Like the war cry of the forgotten province, this year’s Punto de Vista Heterodocsias section is also followed by an exclamation mark. As is usual in this space, it is about crying out. Crying out the name of somebody to reclaim it and bring it to light. There has been a lot of talk about Maenza recently, but to date, a retrospective that puts him on a par with Berzosa, Valcárcel Medina and other names cried out in this Heterodocsias section of Spanish filmmakers in previous editions has never been organised within an International Film Festival.

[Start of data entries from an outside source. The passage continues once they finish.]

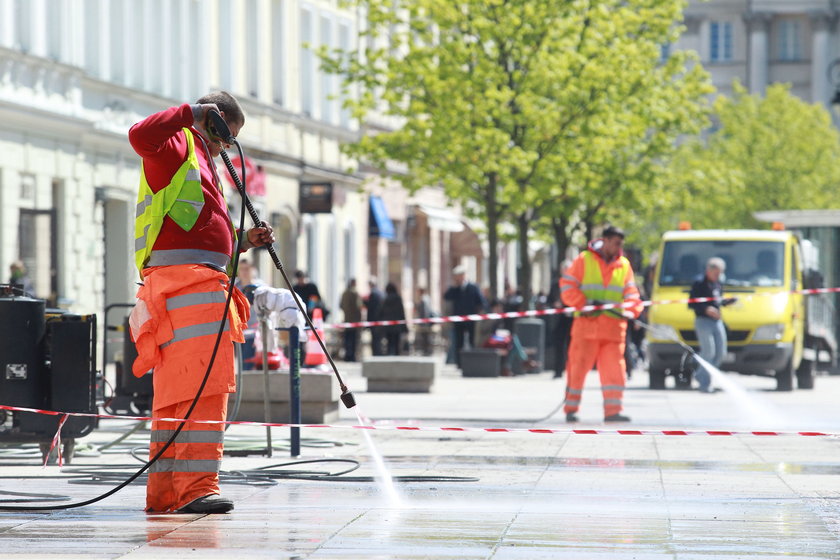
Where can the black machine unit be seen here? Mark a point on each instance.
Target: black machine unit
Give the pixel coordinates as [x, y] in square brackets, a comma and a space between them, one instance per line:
[47, 361]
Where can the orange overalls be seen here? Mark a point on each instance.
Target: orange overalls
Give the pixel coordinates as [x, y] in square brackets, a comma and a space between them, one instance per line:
[598, 339]
[175, 324]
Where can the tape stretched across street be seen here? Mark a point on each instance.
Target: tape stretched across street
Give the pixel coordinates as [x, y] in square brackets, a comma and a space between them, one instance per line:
[571, 431]
[560, 310]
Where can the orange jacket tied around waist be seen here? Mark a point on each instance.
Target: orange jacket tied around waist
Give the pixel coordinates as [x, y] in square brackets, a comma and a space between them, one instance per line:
[174, 325]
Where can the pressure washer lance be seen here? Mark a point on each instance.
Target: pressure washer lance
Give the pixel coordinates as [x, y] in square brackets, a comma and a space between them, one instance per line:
[218, 128]
[662, 332]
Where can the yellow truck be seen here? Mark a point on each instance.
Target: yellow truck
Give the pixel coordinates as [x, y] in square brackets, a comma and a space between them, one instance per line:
[773, 329]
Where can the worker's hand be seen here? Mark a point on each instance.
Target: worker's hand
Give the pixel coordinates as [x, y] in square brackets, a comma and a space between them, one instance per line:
[592, 313]
[200, 117]
[259, 236]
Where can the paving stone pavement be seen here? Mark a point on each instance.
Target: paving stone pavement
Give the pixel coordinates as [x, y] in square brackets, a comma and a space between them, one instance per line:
[538, 496]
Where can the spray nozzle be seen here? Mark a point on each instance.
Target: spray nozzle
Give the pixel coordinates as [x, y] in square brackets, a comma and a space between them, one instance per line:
[347, 398]
[217, 128]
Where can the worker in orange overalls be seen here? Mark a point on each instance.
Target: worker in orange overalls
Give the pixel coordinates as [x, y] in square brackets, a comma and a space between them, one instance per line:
[600, 274]
[184, 243]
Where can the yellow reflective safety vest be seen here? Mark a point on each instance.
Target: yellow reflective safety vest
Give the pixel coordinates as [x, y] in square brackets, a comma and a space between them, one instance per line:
[593, 286]
[182, 200]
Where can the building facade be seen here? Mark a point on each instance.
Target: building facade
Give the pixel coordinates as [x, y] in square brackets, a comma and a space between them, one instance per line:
[76, 74]
[760, 42]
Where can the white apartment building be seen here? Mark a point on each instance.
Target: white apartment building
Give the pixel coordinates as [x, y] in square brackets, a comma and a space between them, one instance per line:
[76, 74]
[760, 42]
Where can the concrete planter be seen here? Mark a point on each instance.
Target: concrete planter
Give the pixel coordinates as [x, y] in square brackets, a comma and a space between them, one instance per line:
[481, 362]
[400, 374]
[319, 395]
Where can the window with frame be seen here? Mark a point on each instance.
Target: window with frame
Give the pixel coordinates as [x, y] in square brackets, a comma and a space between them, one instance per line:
[720, 41]
[789, 40]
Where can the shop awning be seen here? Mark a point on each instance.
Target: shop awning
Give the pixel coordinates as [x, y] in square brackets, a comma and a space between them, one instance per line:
[442, 219]
[379, 223]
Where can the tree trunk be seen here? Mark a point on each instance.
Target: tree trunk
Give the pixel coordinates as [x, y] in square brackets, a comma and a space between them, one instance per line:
[492, 235]
[524, 270]
[561, 242]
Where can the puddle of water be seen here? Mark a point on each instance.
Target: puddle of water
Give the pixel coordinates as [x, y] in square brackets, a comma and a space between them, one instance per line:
[383, 475]
[754, 410]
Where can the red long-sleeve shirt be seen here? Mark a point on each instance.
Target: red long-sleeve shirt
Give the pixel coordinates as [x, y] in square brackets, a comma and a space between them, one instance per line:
[159, 140]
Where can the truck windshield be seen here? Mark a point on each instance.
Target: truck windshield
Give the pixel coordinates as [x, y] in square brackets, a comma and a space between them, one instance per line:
[748, 263]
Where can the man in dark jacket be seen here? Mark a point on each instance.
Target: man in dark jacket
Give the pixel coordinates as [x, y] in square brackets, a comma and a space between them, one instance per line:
[466, 299]
[373, 303]
[708, 324]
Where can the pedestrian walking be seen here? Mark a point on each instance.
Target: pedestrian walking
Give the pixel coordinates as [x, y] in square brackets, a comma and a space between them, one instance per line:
[466, 299]
[600, 274]
[18, 276]
[373, 303]
[247, 281]
[393, 310]
[423, 331]
[309, 294]
[351, 306]
[708, 321]
[184, 243]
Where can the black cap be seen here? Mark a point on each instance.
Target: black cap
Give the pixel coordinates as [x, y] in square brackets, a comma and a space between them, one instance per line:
[612, 231]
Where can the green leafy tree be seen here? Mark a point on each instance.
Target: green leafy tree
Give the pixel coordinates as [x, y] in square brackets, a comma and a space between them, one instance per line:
[771, 152]
[526, 112]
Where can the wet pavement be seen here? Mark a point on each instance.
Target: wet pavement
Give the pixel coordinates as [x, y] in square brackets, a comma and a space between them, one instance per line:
[538, 496]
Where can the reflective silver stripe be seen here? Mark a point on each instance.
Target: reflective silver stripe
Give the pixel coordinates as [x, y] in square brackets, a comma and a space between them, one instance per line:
[141, 206]
[170, 257]
[194, 331]
[200, 298]
[189, 436]
[140, 242]
[185, 465]
[197, 205]
[617, 289]
[571, 279]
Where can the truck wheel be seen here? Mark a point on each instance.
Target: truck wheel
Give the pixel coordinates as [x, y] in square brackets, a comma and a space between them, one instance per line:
[805, 374]
[656, 378]
[784, 377]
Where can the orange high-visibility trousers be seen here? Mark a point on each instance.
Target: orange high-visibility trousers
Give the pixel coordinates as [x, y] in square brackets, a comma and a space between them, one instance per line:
[189, 469]
[608, 357]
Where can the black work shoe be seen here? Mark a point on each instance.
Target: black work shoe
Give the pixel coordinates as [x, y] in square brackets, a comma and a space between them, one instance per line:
[211, 503]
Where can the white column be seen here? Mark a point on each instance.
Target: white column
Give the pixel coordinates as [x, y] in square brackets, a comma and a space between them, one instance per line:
[168, 47]
[104, 42]
[181, 73]
[821, 23]
[227, 54]
[38, 27]
[758, 24]
[7, 23]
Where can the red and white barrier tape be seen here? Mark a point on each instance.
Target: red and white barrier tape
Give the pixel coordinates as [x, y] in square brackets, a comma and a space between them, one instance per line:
[557, 310]
[386, 427]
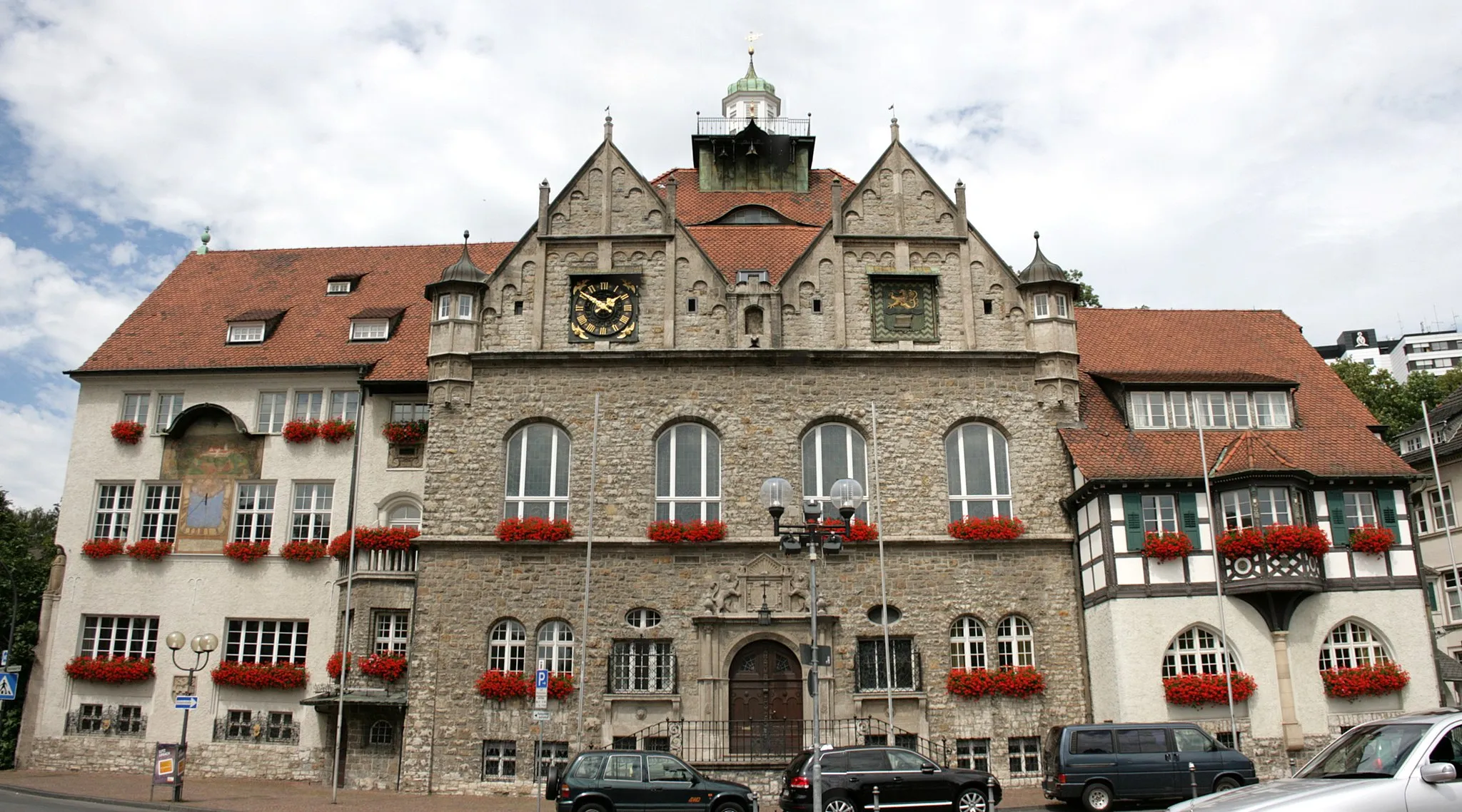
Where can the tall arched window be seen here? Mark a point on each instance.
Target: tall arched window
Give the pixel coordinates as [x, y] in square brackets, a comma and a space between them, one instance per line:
[537, 472]
[1196, 650]
[404, 514]
[967, 644]
[1015, 643]
[687, 474]
[556, 646]
[1353, 644]
[979, 467]
[832, 452]
[508, 646]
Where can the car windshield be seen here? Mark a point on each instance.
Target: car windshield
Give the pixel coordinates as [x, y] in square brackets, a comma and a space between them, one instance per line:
[1367, 753]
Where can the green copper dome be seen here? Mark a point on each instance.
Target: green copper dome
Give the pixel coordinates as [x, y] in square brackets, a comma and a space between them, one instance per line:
[750, 82]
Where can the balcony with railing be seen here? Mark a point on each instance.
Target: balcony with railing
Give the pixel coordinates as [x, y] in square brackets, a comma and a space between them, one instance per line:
[747, 742]
[771, 126]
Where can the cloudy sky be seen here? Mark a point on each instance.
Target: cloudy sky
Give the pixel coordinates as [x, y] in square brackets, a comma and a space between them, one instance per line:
[1297, 155]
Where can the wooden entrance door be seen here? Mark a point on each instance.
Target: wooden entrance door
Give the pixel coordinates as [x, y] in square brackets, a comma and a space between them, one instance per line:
[767, 700]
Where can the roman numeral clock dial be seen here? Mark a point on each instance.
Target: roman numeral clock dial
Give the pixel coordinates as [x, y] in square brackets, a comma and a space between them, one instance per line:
[603, 310]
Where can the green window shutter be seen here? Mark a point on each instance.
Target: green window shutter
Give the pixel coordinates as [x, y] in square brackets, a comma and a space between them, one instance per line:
[1132, 506]
[1386, 506]
[1338, 529]
[1188, 517]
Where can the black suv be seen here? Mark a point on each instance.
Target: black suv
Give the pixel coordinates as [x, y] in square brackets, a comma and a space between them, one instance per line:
[907, 782]
[641, 782]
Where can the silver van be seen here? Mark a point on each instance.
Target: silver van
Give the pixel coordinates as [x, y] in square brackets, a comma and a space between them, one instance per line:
[1100, 764]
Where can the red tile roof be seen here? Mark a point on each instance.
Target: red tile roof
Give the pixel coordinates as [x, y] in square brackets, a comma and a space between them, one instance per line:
[181, 323]
[1198, 345]
[755, 247]
[809, 208]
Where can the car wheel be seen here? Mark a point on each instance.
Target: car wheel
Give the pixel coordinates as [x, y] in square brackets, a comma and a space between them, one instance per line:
[1097, 798]
[971, 801]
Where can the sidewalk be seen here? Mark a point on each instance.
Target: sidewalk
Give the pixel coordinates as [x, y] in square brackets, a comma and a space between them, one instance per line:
[248, 795]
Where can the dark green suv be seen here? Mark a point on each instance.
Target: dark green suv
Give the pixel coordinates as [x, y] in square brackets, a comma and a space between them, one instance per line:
[642, 782]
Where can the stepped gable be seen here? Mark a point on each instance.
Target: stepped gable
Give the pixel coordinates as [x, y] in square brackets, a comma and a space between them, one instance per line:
[699, 208]
[1206, 347]
[755, 247]
[181, 325]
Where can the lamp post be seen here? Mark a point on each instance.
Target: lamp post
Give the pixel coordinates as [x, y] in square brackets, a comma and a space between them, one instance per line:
[202, 646]
[813, 534]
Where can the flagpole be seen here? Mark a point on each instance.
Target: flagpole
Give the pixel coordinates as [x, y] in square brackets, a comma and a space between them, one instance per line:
[1219, 574]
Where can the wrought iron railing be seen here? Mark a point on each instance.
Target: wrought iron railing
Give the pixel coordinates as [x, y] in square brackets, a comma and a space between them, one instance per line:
[386, 561]
[256, 729]
[642, 669]
[111, 721]
[775, 741]
[774, 126]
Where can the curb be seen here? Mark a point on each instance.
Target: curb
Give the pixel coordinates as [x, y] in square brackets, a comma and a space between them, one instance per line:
[111, 801]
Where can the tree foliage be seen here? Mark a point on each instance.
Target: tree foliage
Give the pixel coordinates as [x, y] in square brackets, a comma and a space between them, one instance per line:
[1085, 297]
[26, 548]
[1395, 405]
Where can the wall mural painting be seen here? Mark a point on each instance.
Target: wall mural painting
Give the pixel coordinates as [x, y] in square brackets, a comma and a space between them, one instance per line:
[209, 457]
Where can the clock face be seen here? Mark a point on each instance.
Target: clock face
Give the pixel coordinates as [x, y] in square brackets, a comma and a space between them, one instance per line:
[603, 308]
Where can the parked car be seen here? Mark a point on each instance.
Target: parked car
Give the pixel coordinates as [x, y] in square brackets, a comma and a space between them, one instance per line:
[1401, 764]
[1099, 764]
[641, 782]
[904, 778]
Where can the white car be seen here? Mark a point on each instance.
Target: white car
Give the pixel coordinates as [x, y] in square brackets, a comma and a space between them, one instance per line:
[1403, 764]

In the 1960s, I lived in a small apartment with hardly enough space for a wash basin-shower, a sofa-bed and a desk, on the first floor just above Bocaccio, the in-place for the gauche divine, of which Maenza did not take long to confess his deception to Alejo Lorén: “Barcelona is all hot air and pub gossip”.
By Pere Portabella
1) Omissions create legends and despite what people might believe, legends create knowledge. The history of Spanish cinema contains many gaps, so many that our cinema has often been considered to be a set of discontinuous lines, or a series of paths which lead nowhere, in a kind of never ending maze, and worse still, with no tale to tell. The gaps included that of a film industry that was always arguing against, which means that it was against everything, even cinema itself. A film industry, that were it to go beyond talk itself, would shake up the system in order to become something revolutionary in its own right (which involves a lot of hot air in itself). This gap in our cinema was covered by Antonio Maenza. The problem is that his character was, in turn, also full of gaps.